The Dukes: An Old Tune, Professionally Sung

Even if you don’t know the name, you’ll recognize Robert Davi’s slightly corroded handsomeness and shiny, bottomless eyes. The ubiquitous Astoria, N.Y.–born character actor directs himself as the frontman of a group of golden-oldie doo-woppers, men who’ve seen better paychecks, shopping for work in the L.A. nostalgia circuit. Peter Bogdanovich is the group’s manager, his full-body sag betraying a yellowed Rolodex. On a shoestring, the Dukes attempt to handle ex-wives, diabetes, and dentists’ bills, while collectively trying to ignore a smarting sense of middle-aged disappointment. Davi, who’s done more journeyman jobs than most, opines: “Hollywood is limbo—you wait there and then your soul goes to Santa Monica.” Getting some lithe sequence shots out of his camera crew, this first-time director shows a knack for bending scenes off in the middle and twisting them into pleasingly unexpected shapes.
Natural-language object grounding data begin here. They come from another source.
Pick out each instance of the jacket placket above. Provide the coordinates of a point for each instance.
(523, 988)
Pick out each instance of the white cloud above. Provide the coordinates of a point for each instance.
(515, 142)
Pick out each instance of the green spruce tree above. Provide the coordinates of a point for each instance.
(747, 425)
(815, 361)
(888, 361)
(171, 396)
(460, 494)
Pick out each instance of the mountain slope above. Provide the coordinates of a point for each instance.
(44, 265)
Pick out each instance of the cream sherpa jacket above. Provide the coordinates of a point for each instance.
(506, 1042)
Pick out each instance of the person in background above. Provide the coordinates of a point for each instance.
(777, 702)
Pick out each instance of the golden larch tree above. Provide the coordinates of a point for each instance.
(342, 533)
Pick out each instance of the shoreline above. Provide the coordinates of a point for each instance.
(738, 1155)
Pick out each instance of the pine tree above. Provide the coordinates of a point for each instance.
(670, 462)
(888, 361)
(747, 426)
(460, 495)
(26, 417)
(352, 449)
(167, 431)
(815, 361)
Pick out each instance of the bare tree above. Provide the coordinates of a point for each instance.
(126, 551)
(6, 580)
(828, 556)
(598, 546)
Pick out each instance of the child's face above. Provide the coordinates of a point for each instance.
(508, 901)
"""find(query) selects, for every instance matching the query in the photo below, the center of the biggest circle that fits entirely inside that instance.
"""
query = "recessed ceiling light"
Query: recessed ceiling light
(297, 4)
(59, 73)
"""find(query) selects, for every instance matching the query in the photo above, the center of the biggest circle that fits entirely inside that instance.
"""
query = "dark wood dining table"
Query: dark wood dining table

The Dukes complains a bit under its heavy freight of low-payoff exposition, and brings business back for unnecessary encores (sideman Chazz Palminteri’s chubby-chasing worked in whenever). How, though, to resent a work of such deliberate inconsequence? Even the boys’ desperate foray into amateur breaking-and-entering isn’t written toward a big heist climax, but merely another soft tapering-off, a stoic “That’s life” shrug, better luck tomorrow, moving on.